Is the mall your temple?

Two weeks ago, we looked at how “secular temples” have the power to shape our desires. Today we’ll put some feet on this idea as we look at the mall (and the entire consumeristic complex) as a temple that shapes our souls by forming our conception of the good life, in antithesis to God’s conception.  I’m borrowing this example from a (far) more extended social commentary in James K.A. Smith’s (far superior) Desiring the Kingdom.

For the moment I ask you to suspend your disbelief, and imagine with me the mall in religious terms. Let’s look at with a new lens that gives it the shape of the temple, and see what we can learn:

Like pilgrims from far off lands, we descend on the mall. We park. We enter. Finding a map, which lists all of the shrines within, we proceed to our demi-god of voice: clothing, jewelery, sports, food, gadgets, or entertainment. Our personal tastes and interests guide us as we disperse. 

Once in these shrines, or stores, there are images and ikons of people living a happy, fulfilled, good life. “How?” We wonder. But then we see their clothes and their gadgets and their jewelry. “How?” They have stuff; they have the right stuff. The shrine is littered with idols dressed up like these happy people.

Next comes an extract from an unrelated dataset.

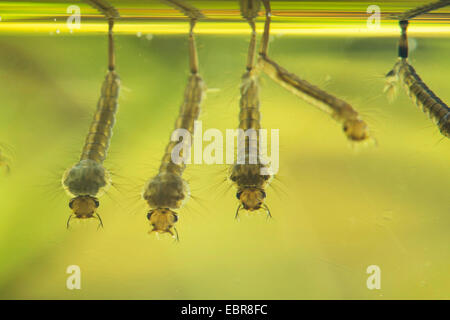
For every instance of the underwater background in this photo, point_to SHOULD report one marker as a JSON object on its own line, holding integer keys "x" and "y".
{"x": 336, "y": 208}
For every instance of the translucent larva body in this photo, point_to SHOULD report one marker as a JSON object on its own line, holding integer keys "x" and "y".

Advertisements in an out of the mall evangelize to us this good life of looking good, and feeling good, and having stuff. Online shrines invite us to melt away the hours perusing the limitless symbols of happiness that we cannot have, but might with a simple click. The whole temple points to our deepest problem: we don’t have enough stuff.

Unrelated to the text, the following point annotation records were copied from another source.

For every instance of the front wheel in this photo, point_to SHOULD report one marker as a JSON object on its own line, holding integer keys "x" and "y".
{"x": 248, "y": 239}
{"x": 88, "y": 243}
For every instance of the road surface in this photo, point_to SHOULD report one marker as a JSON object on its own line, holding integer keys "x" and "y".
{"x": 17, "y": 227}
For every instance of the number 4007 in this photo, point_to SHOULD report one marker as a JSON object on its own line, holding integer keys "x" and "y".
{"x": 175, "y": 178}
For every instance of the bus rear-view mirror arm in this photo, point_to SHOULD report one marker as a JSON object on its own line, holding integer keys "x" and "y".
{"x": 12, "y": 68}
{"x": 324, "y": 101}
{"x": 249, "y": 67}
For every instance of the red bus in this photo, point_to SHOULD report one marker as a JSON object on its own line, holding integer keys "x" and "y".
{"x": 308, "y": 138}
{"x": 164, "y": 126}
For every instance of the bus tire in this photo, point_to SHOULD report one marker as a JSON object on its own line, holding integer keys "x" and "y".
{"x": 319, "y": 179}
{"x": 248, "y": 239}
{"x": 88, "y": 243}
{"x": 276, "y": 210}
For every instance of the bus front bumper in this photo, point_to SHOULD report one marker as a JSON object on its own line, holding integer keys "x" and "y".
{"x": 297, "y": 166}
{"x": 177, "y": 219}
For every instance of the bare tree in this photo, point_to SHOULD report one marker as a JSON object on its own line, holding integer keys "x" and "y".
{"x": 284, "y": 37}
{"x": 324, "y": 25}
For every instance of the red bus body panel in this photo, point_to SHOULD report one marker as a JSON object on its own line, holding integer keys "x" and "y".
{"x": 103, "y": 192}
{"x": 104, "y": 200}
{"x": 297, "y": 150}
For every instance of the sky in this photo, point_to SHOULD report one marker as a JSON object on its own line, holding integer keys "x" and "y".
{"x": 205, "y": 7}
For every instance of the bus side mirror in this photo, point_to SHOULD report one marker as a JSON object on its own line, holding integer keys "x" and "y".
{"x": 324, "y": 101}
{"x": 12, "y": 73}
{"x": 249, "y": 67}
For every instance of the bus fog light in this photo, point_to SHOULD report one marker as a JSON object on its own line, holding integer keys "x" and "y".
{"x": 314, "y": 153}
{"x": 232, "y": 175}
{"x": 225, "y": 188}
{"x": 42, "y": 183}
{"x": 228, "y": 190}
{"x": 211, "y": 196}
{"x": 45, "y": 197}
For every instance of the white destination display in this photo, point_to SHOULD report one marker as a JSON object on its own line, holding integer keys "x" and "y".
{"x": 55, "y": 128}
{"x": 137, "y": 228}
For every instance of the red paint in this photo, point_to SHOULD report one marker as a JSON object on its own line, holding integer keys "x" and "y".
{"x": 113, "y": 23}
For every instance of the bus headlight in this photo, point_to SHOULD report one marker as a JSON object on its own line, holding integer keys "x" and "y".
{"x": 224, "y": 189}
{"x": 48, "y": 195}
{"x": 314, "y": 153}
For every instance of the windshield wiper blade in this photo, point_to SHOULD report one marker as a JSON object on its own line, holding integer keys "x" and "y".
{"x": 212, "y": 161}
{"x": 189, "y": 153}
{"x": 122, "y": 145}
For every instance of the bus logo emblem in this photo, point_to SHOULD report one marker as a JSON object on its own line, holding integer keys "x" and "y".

So we try stuff out, put it on and go to the altar, or cash register, to lay down our personal offering of money. We do not leave empty handed, but exit with a new piece of the good life in our shopping bag. But it never gives us redemption. We must return again and again to remain fulfilled – the good life requires continual consumption.

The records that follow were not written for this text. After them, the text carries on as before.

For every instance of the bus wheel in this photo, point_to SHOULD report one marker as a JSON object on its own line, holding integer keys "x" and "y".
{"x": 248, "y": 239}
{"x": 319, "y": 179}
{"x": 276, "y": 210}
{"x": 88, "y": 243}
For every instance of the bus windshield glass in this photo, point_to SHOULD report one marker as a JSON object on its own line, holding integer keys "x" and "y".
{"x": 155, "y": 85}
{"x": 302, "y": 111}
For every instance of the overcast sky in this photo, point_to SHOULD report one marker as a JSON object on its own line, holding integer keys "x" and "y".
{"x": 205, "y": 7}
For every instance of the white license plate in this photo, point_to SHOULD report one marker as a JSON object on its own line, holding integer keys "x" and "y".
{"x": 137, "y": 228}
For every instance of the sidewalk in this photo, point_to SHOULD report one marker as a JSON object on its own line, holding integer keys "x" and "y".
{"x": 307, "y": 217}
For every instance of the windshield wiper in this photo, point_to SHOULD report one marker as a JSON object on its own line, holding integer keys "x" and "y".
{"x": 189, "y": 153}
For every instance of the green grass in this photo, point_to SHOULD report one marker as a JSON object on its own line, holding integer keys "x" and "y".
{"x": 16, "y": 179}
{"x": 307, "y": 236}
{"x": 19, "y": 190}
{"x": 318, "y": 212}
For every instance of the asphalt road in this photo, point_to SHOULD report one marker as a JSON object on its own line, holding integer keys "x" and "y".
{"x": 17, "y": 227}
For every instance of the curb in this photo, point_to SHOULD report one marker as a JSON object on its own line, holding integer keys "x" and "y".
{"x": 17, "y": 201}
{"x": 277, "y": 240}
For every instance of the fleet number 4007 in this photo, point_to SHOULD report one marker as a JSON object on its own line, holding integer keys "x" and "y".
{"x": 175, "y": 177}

The mall gives us a vision of the good life. It gives us a way of understanding ourselves: we are what we buy and what we wear. It also provides a rubric for others: they are their exterior. Let’s consider three quick examples of practical ways that the mall’s vision of good life shapes our lives outside the mall.

1. We make friendships based on temple rules. Christianity pictures a diverse community of appearances coming together to love God and one another. The mall envisions a community where Carhart bibs pal around with Duck Commander calls. J. Crew is, well, a real crew. Hipsters are magnetically charged to ironic garb and opposed to polos. While each self-presentation appears different, they share the same logos: does this person’s look fit into my image of the good life? Do we write off people because of their appearance? Do we reject Christ’s diverse community for the homogenous superficiality of the mall?

2. We seek transcendence through commercial interactions. In 2 Corinthians 4, Paul explains the visible is transient, while the invisible is everlasting. This order is inverted in the mall. What is valuable is what is seeable, touchable, tastable. If you can’t wear it or experience it, then it’s suspect. The closest thing to a spiritual experience is the elation you feel right before you pay. Rock bottom, is realizing you’re stuff is old. Are we satisfying our hearts’ longings for transcendence by the invisible Holy Spirit or the visible gods of Amazon?

3. We begin to understand all institutions as malls. Do we see Church as a spirit-filled body of believers, or a place to give money in exchange for entertainment? Do we see School as a learning place or a perfunctory technical training, where we gain tangible skills to do stuff that helps us get more stuff? Bars become the place where we act out the posters we see in The GAP. The hook-up culture is actually a commodification of sex in friendship, as taught by the mall.

Do we engage the world as consumers or as Christians? Has God’s temple (the spirit-filled body of believers) shaped our desires? Or has the mall?